Use dependent: :purge_later for ActiveRecord attachments (#882 )

* Use dependent: :purge_later for user profile_image cleanup

This is a simpler alternative to PR #787's callback-based approach.
Instead of adding a custom callback and method, we use Rails' built-in
`dependent: :purge_later` option which is already used by FamilyExport
and other models in the codebase.

This single-line change ensures orphaned ActiveStorage attachments are
automatically purged when a user is destroyed, without the overhead of
querying all attachments manually.

https://claude.ai/code/session_01Np3deHEAJqCBfz3aY7c3Tk

* Add dependent: :purge_later to all ActiveStorage attachments

Extends the attachment cleanup from PR #787 to cover ALL models with
ActiveStorage attachments, not just User.profile_image.

Models updated:
- PdfImport.pdf_file - prevents orphaned PDF files from imports
- Account.logo - prevents orphaned account logos
- PlaidItem.logo, SimplefinItem.logo, SnaptradeItem.logo,
  CoinstatsItem.logo, CoinbaseItem.logo, LunchflowItem.logo,
  MercuryItem.logo, EnableBankingItem.logo - prevents orphaned
  provider logos

This ensures that when a family is deleted (cascade from last user
purge), all associated storage files are properly cleaned up via
Rails' built-in dependent: :purge_later mechanism.

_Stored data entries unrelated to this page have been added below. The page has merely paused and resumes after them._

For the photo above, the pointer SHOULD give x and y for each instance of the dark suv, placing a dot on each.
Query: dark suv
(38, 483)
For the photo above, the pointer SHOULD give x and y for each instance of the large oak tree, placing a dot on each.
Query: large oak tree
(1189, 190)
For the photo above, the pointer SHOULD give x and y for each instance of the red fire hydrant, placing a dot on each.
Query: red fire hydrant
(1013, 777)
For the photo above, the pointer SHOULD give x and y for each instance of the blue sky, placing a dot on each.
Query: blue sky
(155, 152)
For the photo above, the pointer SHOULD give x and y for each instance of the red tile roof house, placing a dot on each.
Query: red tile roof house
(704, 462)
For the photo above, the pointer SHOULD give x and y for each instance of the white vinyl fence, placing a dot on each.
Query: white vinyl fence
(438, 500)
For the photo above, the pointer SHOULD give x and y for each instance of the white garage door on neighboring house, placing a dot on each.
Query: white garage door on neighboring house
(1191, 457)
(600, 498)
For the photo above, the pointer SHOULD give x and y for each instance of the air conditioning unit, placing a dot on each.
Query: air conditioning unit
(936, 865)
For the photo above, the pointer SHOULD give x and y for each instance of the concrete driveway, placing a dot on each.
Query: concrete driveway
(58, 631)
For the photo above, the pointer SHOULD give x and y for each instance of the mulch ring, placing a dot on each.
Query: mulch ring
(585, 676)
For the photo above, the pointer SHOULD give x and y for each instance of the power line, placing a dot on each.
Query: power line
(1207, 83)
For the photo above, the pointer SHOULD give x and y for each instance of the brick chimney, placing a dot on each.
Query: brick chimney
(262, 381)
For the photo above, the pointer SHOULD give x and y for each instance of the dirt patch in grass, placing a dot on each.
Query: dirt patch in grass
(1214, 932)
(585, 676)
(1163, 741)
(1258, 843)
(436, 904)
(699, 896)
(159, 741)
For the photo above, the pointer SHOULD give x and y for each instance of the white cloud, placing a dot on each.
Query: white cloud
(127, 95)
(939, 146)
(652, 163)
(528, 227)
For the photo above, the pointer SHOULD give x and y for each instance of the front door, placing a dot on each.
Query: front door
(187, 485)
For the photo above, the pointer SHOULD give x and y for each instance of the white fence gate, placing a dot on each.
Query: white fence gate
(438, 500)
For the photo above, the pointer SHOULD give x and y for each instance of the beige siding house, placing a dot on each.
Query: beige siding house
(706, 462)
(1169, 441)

https://claude.ai/code/session_01Np3deHEAJqCBfz3aY7c3Tk

* Make sure `Provider` generator adds it

* Fix tests

---------

Co-authored-by: Claude <noreply@anthropic.com>

2026-02-03 15:45:25 +01:00

MkDev11

0afdb1d0fd

Feature/pdf import transaction rows (#846 )

* Add import row generation from PDF extracted data

- Add generate_rows_from_extracted_data method to PdfImport
- Add import! method to create transactions from PDF rows
- Update ProcessPdfJob to generate rows after extraction
- Update configured?, cleaned?, publishable? for PDF workflow
- Add column_keys, required_column_keys, mapping_steps
- Set bank statements to pending status for user review
- Add tests for new functionality

Closes #844

* Add tests for BankStatementExtractor

- Test transaction extraction from PDF content
- Test deduplication across chunk boundaries
- Test amount normalization for various formats
- Test graceful handling of malformed JSON responses
- Test error handling for empty/nil PDF content

* Fix supports_pdf_processing? to validate effective model

The validation was always checking @default_model, but process_pdf
allows overriding the model via parameter. This could cause a
vision-capable override model to be rejected, or a non-vision-capable
override to pass validation only to fail during processing.

Changes:
- supports_pdf_processing? now accepts optional model parameter
- process_pdf passes effective model to validation
- Raise Provider::Openai::Error inside with_provider_response for
  consistent error handling

Addresses review feedback from PR#808

* Fix insert_all! bug: explicitly set import_id

Rails insert_all! on associations does NOT auto-set the foreign key.
Added import_id explicitly and use Import::Row.insert_all! directly.
Also reload rows before counting to ensure accurate count.

* Fix pending status showing as processing for bank statements with rows

When bank statement PDF imports have extracted rows, show a 'Ready for Review'
screen with a link to the confirm path instead of the 'Processing' spinner.

This addresses the PR feedback that users couldn't reach the review flow even
though rows were created.

* Gate publishable? on account.present? to prevent import failure

PDF imports are created without an account, and import! raises if account
is missing. This prevents users from hitting publish and having the job fail.

* Wrap generate_rows_from_extracted_data in transaction for atomicity

- Clear rows and reset count even when no transactions extracted
- Use transaction block to prevent partial updates on failure
- Use mapped_rows.size instead of reload for count

* Localize transactions count string with i18n helper

* Add AccountMapping step for PDF imports when account is nil

PDF imports need account selection before publishing. This adds
Import::AccountMapping to mapping_steps when account is nil,
matching the behavior of TransactionImport and TradeImport.

Addresses PR#846 feedback about account selection for PDF imports.

* Only include CategoryMapping when rows have non-empty categories

PDF extraction doesn't extract categories from bank statements,
so the CategoryMapping step would show empty. Now we only include
CategoryMapping if rows actually have non-empty category values.

This prevents showing an empty mapping step for PDF imports.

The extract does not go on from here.